Переулки, что вели на холм, были заставлены мусорными баками, велосипедами и завешаны сушившимся бельем. Мотоцикл ловко вырулил мимо них, с ликующим ревом выскочил на квадратную площадь на вершине холма и начал спускаться по извивающимся улочкам.
Когда они пересекали узкий мост, Триста глянула на улицу под ним, купавшуюся в тусклом желтом газовом свете. По ней ехал огромный черный «даймлер». Казалось, свет скользит по нему неловко, словно вода поверх воска. Двигатель не издавал ни звука. Пока она наблюдала, он завернул за угол и скрылся из вида.
— Там! — Отчаянный вскрик Тристы потонул в шуме двигателя, но в нем не было необходимости: Вайолет заметила машину. Миновав мост, Вайолет поехала направо следом за «даймлером». Краешком сознания Триста уловила шорох и на секунду подумала, что он раздается в ее собственной голове. Но на этот раз смеялись не листья, из которых она была сделана. Над головой хлопали крылья, и шепот разносился ветром. Взглянув вверх, она увидела силуэты, проносящиеся на уровне крыш. Кто-то распахивал темные крылья. У кого-то были широко расставленные полусогнутые ноги, словно у лодочника. Кто-то прорывался сквозь воздух, словно тот был тверд, как земля. Некоторые пролетали мимо и почти сразу скрывались из вида. Другие ненадолго присаживались на крыши, потом подскакивали с легкостью и силой блохи и двигались дальше.
Вайолет свернула налево, потом направо, снова налево по затененным улицам. Там и сям попадались пабы, из их ярких окон лился свет. Когда они подъезжали к перекрестку, неожиданно послышался звон колокольчика. Знакомый звук, но в этих странных обстоятельствах Триста не смогла узнать его. Вайолет резко ударила по тормозам.

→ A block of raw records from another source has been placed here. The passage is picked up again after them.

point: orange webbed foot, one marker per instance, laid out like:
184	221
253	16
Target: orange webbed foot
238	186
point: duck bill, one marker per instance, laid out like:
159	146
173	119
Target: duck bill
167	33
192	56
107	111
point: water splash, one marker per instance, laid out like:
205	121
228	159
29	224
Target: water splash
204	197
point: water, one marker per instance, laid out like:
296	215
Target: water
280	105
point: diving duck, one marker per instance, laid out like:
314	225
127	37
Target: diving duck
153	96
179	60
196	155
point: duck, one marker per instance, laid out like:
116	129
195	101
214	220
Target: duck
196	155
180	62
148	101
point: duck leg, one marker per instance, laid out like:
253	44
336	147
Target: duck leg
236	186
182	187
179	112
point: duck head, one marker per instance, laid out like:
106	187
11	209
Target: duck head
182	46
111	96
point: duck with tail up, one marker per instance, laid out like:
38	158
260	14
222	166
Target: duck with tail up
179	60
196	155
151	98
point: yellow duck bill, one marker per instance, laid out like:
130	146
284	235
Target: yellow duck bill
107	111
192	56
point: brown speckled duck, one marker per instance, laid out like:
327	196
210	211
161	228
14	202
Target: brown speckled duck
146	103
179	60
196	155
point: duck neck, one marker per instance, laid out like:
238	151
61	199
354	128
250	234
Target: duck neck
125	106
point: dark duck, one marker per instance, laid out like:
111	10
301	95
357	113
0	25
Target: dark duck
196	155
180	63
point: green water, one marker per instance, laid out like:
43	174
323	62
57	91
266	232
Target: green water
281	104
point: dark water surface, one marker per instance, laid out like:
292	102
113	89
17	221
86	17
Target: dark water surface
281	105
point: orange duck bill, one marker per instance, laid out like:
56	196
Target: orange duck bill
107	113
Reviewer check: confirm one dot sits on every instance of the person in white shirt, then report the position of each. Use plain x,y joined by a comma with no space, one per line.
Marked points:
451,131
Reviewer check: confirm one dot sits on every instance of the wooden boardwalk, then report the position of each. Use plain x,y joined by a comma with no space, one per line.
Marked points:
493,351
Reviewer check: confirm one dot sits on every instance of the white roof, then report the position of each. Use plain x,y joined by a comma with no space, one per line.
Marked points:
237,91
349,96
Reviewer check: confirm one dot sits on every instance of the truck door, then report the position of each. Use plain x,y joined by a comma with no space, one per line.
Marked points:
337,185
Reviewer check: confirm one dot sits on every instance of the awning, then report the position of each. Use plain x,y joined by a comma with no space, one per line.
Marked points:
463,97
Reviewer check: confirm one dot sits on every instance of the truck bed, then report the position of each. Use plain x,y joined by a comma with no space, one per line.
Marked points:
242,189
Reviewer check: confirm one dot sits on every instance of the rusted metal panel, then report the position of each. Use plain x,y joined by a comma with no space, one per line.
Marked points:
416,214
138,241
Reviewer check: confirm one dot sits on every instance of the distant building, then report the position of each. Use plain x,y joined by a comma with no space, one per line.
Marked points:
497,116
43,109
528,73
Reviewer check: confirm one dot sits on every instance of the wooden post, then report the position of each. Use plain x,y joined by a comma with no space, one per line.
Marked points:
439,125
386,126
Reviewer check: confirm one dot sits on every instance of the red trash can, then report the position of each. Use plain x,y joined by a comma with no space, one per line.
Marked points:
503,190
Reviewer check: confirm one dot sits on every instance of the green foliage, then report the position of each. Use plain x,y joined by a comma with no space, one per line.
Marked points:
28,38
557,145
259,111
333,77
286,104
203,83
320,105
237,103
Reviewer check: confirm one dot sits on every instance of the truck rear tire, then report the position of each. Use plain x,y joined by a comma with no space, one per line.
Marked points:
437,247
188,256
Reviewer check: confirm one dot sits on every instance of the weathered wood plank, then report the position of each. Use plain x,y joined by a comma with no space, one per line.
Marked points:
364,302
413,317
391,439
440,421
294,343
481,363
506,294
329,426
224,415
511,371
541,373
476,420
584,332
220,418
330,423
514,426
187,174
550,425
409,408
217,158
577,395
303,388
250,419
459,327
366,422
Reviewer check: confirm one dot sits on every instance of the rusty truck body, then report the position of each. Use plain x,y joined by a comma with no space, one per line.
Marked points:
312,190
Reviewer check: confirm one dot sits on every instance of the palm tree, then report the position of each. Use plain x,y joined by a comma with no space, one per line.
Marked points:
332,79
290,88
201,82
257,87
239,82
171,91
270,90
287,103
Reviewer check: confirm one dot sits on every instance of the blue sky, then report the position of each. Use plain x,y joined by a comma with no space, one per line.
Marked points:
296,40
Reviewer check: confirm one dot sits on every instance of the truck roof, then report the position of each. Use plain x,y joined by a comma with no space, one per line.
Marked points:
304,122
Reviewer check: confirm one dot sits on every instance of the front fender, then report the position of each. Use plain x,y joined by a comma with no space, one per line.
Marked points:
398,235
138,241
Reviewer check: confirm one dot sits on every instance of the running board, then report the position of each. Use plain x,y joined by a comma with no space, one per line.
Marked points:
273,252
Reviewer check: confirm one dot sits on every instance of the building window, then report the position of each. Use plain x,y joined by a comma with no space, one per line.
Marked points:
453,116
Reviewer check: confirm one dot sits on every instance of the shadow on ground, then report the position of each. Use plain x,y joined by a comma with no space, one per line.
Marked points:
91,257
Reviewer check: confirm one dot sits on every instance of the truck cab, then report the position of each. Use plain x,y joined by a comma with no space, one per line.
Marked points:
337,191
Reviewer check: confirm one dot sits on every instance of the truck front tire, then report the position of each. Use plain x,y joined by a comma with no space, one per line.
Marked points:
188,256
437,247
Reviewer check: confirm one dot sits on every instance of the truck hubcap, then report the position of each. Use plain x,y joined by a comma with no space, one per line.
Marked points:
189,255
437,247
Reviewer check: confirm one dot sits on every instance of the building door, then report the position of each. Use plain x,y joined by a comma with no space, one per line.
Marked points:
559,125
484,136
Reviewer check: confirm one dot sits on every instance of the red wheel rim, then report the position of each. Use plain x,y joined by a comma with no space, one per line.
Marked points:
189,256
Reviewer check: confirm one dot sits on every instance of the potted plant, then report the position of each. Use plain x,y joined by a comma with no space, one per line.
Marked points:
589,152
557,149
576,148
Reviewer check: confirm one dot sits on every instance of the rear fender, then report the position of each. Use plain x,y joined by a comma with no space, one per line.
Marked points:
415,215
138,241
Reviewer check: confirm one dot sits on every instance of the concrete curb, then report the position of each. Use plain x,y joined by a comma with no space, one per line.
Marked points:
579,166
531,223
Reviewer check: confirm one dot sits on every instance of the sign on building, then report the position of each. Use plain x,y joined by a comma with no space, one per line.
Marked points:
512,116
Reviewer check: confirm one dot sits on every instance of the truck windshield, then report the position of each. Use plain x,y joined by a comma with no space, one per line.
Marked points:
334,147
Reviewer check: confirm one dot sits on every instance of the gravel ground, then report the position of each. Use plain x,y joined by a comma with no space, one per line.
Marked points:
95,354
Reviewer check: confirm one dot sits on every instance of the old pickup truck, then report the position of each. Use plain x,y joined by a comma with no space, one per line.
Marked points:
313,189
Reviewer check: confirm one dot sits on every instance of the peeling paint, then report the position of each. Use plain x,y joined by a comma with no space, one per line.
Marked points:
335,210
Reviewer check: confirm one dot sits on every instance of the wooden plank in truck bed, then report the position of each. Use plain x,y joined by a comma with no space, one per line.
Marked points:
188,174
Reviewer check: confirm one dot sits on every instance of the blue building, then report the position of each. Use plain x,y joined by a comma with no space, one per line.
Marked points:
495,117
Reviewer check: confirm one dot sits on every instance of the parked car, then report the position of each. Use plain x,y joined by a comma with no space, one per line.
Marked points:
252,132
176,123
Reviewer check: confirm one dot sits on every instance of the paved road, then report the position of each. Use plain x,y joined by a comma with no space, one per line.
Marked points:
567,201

Дорога впереди была ярко освещена фонарями, но вдруг на их пути показалось что-то огромное и прямоугольное. Нечто имело знакомые очертания двухэтажного трамвая, внутренности заливал электрический свет. Только сейчас Триста узнала тот звук — это был звонок трамвая. Трамвай промчался мимо вместе с двумя большими прицепными вагонами, тоже двухэтажными, но их вторые этажи были без крыши. Вместо привычного красного цвета трамвай и вагоны были черными, как ночь.